Desde los orígenes del constitucionalismo, el Legislativo ha sido el órgano o poder del Estado en cabeza de quien descansaba establecer imposiciones al pueblo.
Es real que desde la reinstalación de las retenciones por el gobierno del Dr. Eduardo Duhalde en 2002, se trató de materia no regulada y consistente en medidas de la emergencia declarada en un momento que la situación convalidaba tal proceder que no se justifica hoy en día.
La permanencia de la emergencia, injustificadamente si nos atenemos a los propios números oficiales de la macroeconomía, ha incluido además la delegación de facultades y superfacultades prohibidas por el Art. 76 de la Constitución Nacional: "Se prohíbe la delegación legislativa en el Poder Ejecutivo, salvo en materias determinadas de administración o de emergencia pública" y el Art. 99, inc.3 "El Poder Ejecutivo no podrá en ningún caso bajo pena de nulidad absoluta e insanable, emitir disposiciones de carácter legislativo."
"Solamente cuando circunstancias excepcionales" lo justificaran y, acto seguido lo limita a que no se trate entre otras cosas de normas que regulen materia tributaria.
A mayor abundamiento, el Art. 52 establece que la iniciativa en materia de imposición le corresponde a la Cámara de Diputados de la Nación y el 9º que "no habrá más aduanas que las nacionales, en las cuales regirán las tarifas que sancione el Congreso." Y el Art. 4 C.N. el Tesoro Nacional se conforma entre otras cosas con los derechos de exportación que establezca el Parlamento nacional.
Dicho de otra forma, estos graves vicios de origen, no pueden ser validados por ley alguna pues resultaría, como mínimo, ridículo pretender legitimar lo que ya ha nacido ilegítimo, utilizando para ello el poder que otorga la voluntad popular por un lado y, por otro la emanada de los estados federales, lo que desde la óptica del Art.128 de la Constitución Nacional debiera preocupar a los señores gobernadores y que los obliga en tanto son "agentes naturales del gobierno federal para hacer cumplir la Constitución y las leyes de la Nación."
Aun cuando todo lo dicho fuera de una u otra manera soslayado y el proyecto en cuestión fuera rápidamente aprobado, las escalas móviles respectivas en la medida que por la circunstancia que fuere, violaran el principio de no confiscatoriedad, provocaría que la ley dictada con ese contenido pueda ser atacada ante los Tribunales Federales y/o la Corte Suprema si se trata de provincias por la sola posibilidad de que se vea desbordada la interpretación pacífica de larga data consagrada por dicha Corte y que considera confiscatorio todo tributo superior a 33% de la propiedad o de la renta.
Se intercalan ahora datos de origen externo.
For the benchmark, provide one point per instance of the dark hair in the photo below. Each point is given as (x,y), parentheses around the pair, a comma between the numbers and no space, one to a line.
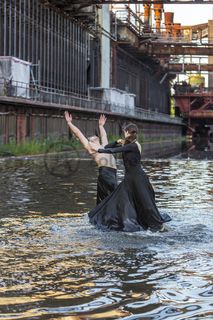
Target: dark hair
(132,130)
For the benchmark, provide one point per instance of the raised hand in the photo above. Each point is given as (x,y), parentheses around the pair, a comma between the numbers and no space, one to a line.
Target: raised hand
(102,120)
(68,116)
(93,146)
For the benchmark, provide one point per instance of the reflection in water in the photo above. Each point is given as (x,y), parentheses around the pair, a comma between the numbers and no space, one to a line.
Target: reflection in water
(55,265)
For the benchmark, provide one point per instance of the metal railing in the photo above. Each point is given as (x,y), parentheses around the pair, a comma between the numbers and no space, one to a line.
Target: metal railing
(19,90)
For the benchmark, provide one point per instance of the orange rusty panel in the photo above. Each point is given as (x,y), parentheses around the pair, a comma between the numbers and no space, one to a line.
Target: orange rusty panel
(176,30)
(178,67)
(183,103)
(168,17)
(201,114)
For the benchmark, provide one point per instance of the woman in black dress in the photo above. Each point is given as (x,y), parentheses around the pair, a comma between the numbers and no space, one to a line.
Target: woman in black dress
(131,207)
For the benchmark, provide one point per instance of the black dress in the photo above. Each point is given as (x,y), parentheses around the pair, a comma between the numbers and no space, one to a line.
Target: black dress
(107,182)
(131,206)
En tal caso sería posible y legítimo plantear su irregularidad mediante el ejercicio de una acción declarativa de inconstitucionalidad de la ley que sencillamente se dictara, lo que no necesitaría de mayor prueba ni tramitación, puesto que se trata de una cuestión de puro derecho. Como puede verse, no siempre todo lo que parece legal resulta necesariamente legítimo.